3). Separate the administrative port (web browser port) from the HTTP messaging port, to all administrative access even under heavy messaging load. This can be done via the Admin | Manager Reconfigure tab on the GUI.
4). On the Manager Configuration page, in the Communication section, change the Messaging Retry Wait to at least 5000 ms or higher. Change Maximum Resource Download Connections to 50. Change Driver/Engine/Daemon Socket Timeout to 120 seconds. Make sure All Sender Socket Timeout is set to 5000. Change Driver Heartbeat Timeout Factor to 15. Change Engine Heartbeat Timeout Factor to 4. In the services section, Task Reservation Timeout to 120, and Assignment Timeout(ms) to 60000.
5). Increase the heap size by changing the MAX_HEAP environment variable in the server.bat or server.sh file. A manager restart is needed. If gridserver is run as a Windows service, you need to recreate the service for the new heap size to take effect.

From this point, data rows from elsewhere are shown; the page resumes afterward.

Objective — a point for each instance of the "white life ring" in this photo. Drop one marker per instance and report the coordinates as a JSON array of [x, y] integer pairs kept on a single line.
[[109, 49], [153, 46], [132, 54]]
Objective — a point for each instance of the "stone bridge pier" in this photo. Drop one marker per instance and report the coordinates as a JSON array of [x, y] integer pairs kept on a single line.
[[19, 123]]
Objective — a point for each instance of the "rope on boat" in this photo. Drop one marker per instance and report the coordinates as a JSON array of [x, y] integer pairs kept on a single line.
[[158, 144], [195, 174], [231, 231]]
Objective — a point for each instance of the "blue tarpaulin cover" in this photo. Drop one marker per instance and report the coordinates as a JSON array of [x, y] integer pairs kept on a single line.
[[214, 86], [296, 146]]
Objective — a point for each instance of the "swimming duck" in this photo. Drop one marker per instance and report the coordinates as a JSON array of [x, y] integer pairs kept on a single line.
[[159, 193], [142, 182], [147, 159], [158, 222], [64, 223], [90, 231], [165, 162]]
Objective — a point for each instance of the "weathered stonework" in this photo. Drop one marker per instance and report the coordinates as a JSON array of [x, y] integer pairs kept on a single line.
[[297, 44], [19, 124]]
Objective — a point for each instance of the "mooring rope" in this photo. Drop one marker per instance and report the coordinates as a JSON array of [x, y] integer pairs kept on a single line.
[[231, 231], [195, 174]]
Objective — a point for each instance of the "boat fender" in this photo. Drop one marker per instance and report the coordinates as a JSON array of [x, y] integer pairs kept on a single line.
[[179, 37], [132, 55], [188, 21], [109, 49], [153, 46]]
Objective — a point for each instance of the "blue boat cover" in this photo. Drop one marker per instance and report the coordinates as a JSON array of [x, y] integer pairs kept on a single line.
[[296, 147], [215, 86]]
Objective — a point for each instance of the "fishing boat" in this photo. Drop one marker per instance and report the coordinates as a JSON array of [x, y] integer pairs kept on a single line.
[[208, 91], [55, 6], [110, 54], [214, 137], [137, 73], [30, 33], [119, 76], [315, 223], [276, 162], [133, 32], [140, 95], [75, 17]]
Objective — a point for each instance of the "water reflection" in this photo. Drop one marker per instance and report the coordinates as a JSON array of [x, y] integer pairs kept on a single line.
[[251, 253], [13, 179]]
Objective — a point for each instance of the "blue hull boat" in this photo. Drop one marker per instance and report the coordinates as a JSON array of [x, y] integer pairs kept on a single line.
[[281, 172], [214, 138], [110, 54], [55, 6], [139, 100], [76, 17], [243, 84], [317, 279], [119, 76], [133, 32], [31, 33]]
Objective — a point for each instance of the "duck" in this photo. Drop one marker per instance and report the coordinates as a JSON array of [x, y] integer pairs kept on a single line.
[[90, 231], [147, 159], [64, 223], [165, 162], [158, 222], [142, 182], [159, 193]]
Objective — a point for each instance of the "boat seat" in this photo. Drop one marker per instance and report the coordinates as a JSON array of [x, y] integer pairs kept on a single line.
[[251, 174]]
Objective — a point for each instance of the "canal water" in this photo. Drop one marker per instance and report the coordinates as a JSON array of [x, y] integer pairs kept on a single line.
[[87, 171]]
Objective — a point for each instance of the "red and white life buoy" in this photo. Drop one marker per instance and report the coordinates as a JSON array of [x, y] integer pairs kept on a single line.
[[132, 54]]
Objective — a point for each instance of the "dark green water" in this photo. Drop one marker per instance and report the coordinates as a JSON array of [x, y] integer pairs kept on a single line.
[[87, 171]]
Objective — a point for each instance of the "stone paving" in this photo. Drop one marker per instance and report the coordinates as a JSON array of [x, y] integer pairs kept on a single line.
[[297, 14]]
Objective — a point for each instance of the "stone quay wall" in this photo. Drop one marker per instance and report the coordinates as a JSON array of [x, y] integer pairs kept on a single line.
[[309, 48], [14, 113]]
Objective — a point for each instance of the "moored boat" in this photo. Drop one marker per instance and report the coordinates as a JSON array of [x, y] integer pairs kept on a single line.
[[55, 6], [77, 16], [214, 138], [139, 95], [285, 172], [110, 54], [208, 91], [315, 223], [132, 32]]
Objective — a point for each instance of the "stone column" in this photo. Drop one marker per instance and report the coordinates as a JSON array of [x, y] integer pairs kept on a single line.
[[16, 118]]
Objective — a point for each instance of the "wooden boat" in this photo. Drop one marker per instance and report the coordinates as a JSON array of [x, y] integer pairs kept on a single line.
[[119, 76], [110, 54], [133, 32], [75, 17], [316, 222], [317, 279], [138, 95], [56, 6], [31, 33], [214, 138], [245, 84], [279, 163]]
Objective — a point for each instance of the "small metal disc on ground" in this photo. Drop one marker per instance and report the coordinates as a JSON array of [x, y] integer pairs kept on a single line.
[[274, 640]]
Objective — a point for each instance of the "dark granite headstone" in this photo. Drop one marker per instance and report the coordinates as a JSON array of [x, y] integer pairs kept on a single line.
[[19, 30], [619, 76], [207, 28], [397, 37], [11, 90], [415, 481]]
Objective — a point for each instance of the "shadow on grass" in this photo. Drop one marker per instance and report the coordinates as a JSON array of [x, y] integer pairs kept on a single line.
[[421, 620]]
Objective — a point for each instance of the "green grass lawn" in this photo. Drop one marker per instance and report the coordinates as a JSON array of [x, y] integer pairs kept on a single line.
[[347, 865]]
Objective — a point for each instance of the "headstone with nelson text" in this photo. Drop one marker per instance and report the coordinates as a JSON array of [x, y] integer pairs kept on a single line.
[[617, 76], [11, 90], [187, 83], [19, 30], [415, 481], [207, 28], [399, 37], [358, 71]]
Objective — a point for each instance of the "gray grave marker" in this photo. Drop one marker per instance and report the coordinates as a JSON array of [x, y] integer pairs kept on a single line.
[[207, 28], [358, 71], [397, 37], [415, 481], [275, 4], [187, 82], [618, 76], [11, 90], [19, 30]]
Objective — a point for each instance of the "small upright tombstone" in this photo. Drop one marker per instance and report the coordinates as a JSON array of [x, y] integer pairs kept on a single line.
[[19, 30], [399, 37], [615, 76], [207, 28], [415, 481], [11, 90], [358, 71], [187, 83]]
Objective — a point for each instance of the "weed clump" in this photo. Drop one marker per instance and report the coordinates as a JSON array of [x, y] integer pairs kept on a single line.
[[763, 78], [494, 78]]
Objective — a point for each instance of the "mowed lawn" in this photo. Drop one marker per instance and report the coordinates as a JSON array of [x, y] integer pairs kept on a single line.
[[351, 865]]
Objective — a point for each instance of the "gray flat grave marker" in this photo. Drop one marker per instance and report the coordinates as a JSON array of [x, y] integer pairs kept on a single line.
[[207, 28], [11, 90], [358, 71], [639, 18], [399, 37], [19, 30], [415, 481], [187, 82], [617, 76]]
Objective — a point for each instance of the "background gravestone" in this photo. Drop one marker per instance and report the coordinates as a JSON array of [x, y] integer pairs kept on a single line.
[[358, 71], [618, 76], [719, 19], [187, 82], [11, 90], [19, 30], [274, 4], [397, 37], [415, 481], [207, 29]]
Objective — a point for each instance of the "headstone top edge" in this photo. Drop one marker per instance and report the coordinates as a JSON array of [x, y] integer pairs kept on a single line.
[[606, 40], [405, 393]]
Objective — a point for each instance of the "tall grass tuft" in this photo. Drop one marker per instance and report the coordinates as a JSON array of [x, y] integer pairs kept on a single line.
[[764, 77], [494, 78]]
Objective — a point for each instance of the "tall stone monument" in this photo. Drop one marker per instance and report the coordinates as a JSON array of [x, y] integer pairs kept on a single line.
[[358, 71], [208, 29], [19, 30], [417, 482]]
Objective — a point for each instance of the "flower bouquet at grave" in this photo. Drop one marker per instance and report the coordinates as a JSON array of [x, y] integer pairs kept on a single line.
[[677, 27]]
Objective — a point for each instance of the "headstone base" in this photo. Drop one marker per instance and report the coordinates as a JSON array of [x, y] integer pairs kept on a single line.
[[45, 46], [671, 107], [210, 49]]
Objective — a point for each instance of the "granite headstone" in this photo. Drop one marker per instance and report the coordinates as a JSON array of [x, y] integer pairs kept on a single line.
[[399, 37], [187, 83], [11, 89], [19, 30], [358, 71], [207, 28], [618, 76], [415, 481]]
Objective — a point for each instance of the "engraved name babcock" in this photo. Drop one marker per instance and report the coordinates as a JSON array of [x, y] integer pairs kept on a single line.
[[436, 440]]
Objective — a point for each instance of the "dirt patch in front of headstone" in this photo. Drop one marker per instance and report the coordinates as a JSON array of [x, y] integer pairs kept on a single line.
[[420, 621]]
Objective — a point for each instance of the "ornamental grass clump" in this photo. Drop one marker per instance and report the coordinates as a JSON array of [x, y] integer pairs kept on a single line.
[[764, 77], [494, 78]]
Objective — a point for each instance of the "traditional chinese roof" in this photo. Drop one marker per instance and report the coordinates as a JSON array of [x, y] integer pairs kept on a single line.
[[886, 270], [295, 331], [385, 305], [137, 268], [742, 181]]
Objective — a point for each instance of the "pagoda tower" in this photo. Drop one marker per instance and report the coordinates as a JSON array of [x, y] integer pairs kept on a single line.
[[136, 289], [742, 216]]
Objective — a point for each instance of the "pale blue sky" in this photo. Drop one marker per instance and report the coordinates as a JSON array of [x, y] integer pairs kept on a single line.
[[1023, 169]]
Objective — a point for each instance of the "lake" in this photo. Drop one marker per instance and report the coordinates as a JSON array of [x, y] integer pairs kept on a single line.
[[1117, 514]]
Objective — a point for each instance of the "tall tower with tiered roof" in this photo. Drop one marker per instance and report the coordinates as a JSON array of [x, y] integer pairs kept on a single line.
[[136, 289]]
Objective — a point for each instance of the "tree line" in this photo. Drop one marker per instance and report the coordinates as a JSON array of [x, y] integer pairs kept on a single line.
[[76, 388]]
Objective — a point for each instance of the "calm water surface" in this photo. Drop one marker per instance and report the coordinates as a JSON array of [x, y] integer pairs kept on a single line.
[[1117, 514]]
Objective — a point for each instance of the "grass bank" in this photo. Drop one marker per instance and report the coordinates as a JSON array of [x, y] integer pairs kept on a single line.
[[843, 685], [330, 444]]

6). Add or change timeouts for Broker and Secondary Director connections. Sender Socket Timeout properties are exposed on the Manager Configuration page, in the communications section, under the Broker Connections and Secondary Director Connections. The default value is 5000 milliseconds.
7). Increase the SSL "Token Timeout", which is in effect regardless of SSL, for both "Director Resources" and "Broker Resources". The settings are on the Manager Configuration page, in the Security section under Resource Deployment.